Am nächsten Morgen stiegen wir erneut zu den gefundenen Löchern auf. Wir nahmen Klappspaten, Metalldetektor und genügend Proviant mit. Als wir nach einem 2-stündigen Aufstieg die Löcher erreichten gab es erst mal eine größere Pause. Dann untersuchten wir die beiden gefundenen Öffnungen, die erste sah aus wie eine Grube im Sandstein. Es ging ca. 1 Meter tief in den Sandstein hinein und dann öffnete sich ein Spalt von ca. 40 x 40 cm. Wir gruben den Zugang auf und ich zwängte mich dann in den Hohlraum. Ich grub den ganzen Tag das Loch tiefer, da alles voller Tierhaare und Laub war. Wir tauften danach das Loch das Schweineloch, weil zweifellos dort ein Wildschwein oder ähnliches sein Quartier gefunden hatte. Nach entfernen allen Drecks, der losen Steine, des Laubes und der Haare untersuchten wir den Hohlraum. Die Höhle ist ca. 80 – 100 cm hoch, ca. 3 Meter lang und ca.2 Meter breit. Am Ende der Höhle ist ein ca. 20 x 20 cm großes Loch, aber man hatte keine Chance das Loch zu vergrößern, um weiter in die Höhle einzudringen. Also unser Schweineloch war eine Sackgasse. Danach untersuchten wir das zweite Loch. Dies war eher ein Spalt als ein Loch. Der Spalt hatte die Form eines Blitzes und war ca. 50x50 cm groß (weiteste Ausdehnung). Der vorgefundene Spalt des Blitzes war ca. 20 cm breit. Wir versuchten das Loch zu erweitern, das wir nun das Blitzloch nannten, aber es war nicht möglich die Steine zu entfernen. Wir wollten wissen, ob die beiden Hohlräume verbunden sind und versuchten ein Feuer im Spalt zu entfachen.

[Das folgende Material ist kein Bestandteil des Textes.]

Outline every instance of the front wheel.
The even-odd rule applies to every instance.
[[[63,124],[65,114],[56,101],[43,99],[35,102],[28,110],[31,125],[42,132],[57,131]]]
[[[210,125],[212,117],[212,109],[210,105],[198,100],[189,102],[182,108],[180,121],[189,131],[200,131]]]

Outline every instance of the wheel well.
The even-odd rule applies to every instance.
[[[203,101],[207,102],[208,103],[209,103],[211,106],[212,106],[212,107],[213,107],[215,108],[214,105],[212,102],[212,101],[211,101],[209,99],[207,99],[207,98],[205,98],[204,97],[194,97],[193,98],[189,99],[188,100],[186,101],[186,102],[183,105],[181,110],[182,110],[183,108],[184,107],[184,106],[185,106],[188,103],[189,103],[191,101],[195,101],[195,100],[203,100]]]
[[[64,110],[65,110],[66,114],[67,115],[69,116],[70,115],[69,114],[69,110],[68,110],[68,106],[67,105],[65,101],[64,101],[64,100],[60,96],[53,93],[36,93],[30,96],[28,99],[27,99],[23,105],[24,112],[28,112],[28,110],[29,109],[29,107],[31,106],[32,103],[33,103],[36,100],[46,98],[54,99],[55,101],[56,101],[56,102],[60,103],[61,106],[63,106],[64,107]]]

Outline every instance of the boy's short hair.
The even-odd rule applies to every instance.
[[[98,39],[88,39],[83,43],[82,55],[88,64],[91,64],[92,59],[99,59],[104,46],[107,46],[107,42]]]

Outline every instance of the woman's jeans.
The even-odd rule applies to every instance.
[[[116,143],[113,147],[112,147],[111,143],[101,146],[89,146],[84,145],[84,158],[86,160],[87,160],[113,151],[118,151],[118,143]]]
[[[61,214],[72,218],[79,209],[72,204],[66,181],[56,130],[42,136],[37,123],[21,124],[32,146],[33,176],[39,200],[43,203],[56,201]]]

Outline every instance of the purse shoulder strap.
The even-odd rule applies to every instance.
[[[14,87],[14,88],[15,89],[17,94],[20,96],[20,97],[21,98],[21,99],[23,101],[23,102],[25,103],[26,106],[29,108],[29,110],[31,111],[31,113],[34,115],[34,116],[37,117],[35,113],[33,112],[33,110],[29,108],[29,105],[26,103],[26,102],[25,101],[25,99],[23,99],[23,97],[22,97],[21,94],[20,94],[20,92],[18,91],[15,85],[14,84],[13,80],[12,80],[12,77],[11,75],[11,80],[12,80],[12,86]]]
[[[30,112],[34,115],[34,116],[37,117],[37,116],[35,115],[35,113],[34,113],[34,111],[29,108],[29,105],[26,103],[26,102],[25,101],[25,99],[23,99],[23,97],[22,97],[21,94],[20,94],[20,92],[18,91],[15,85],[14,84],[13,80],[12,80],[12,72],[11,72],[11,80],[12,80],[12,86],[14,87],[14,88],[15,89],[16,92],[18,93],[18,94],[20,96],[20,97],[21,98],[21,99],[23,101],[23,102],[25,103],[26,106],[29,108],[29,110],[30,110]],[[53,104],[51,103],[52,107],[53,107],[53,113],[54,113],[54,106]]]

Dies gelang uns nur teilweise, denn nach kurzem Aufflammen ging das Feuer wieder aus. Wir machten eine Pause und ich zündete mir eine Zigarette an. Ich begutachtete erneut das Loch und zu meinem Erstaunen zog der Rauch von der Zigarette in die Höhle. Neugierig geworden untersuchten wir das Phänomen, wir entzündeten eine stark rauchende Fackel und hielten sie in den Spalt der Öffnung und tatsächlich zog aller Rauch in die Höhle. Wir konnten zu dem damaligen Zeitpunkt keine Erklärung dafür finden. Unser Fazit war also, dass das Schweineloch zwar begehbar ist aber nach ca. 3 Metern endete und das Blitzloch ging vermutlich tiefer aber wir hatten keine Chance die Felsen zu entfernen.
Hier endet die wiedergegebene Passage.